Analysis of Transferability Estimation Metrics for Surgical Phase Recognition
This work addresses the challenge of model selection in surgical video analysis, where expert annotations are costly, but it is incremental as it benchmarks existing metrics without introducing new methods.
The paper tackled the problem of selecting pre-trained models for surgical phase recognition by benchmarking three transferability estimation metrics (LogME, H-Score, and TransRate) on two datasets, finding that LogME with minimum per-subset aggregation aligns best with fine-tuning accuracy, while H-Score and TransRate perform poorly.
Fine-tuning pre-trained models has become a cornerstone of modern machine learning, allowing practitioners to achieve high performance with limited labeled data.

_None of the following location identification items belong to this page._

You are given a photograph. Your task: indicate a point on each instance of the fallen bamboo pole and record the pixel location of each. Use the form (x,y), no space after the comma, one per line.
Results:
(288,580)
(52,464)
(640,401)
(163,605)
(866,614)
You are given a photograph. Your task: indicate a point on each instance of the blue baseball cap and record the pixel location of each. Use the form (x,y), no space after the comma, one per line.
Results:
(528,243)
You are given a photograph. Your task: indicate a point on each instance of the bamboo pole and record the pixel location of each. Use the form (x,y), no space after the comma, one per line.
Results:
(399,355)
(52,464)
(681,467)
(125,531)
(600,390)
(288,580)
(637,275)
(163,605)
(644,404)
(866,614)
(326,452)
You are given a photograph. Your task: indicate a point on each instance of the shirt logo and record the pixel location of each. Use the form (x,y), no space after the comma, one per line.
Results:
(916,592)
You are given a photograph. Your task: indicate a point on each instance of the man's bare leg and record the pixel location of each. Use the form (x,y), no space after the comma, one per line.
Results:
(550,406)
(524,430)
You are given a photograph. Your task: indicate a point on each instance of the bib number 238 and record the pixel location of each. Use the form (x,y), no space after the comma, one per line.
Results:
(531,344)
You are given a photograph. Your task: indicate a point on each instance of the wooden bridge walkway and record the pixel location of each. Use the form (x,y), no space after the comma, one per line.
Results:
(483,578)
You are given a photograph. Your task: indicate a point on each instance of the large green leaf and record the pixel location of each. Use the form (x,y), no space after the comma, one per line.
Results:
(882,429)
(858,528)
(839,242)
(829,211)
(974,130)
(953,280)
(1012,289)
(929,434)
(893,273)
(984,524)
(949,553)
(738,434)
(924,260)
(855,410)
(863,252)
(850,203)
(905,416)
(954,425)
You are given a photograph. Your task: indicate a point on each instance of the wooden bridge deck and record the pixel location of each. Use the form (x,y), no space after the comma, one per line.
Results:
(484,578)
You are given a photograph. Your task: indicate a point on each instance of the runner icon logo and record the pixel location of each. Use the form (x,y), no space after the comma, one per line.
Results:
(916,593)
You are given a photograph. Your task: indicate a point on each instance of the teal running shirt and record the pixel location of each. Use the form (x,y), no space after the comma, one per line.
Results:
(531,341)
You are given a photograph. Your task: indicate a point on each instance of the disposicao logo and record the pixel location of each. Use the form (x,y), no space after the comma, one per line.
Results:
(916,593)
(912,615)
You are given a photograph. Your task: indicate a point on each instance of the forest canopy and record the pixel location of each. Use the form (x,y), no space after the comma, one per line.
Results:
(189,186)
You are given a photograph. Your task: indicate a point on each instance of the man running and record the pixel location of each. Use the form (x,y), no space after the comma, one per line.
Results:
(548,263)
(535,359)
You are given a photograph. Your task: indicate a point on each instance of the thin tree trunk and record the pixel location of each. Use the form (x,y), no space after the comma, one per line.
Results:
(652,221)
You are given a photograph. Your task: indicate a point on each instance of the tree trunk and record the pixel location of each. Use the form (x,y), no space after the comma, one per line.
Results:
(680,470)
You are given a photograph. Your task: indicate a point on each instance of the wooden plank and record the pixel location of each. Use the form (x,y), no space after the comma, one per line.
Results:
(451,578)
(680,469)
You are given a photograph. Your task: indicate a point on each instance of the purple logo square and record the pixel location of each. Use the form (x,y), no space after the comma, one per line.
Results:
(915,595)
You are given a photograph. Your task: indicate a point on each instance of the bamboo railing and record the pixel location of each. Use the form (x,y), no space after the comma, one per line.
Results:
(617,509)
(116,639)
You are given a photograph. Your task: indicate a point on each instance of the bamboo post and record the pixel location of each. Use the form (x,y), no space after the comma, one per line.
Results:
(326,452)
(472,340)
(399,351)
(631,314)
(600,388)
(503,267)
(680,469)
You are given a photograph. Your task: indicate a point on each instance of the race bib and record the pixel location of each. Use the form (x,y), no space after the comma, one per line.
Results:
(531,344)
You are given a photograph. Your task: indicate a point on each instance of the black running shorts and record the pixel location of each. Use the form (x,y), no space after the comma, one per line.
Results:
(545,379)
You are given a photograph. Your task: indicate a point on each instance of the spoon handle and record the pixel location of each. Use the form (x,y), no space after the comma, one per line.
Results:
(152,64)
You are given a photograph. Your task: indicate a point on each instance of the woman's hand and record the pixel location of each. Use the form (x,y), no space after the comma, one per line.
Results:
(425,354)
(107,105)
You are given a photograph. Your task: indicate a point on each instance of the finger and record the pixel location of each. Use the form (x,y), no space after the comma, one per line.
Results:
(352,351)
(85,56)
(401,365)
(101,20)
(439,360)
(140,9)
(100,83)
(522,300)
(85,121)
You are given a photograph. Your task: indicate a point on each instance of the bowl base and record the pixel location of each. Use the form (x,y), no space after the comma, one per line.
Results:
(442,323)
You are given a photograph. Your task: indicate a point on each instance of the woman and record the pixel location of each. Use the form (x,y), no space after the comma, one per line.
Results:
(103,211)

In surgical video analysis, where expert annotations are especially time-consuming and costly, identifying the most suitable pre-trained model for a downstream task is both critical and challenging. Source-independent transferability estimation (SITE) offers a solution by predicting how well a model will fine-tune on target data using only its embeddings or outputs, without requiring full retraining. In this work, we formalize SITE for surgical phase recognition and provide the first comprehensive benchmark of three representative metrics, LogME, H-Score, and TransRate, on two diverse datasets (RAMIE and AutoLaparo). Our results show that LogME, particularly when aggregated by the minimum per-subset score, aligns most closely with fine-tuning accuracy; H-Score yields only weak predictive power; and TransRate often inverses true model rankings. Ablation studies show that when candidate models have similar performances, transferability estimates lose discriminative power, emphasizing the importance of maintaining model diversity or using additional validation. We conclude with practical guidelines for model selection and outline future directions toward domain-specific metrics, theoretical foundations, and interactive benchmarking tools.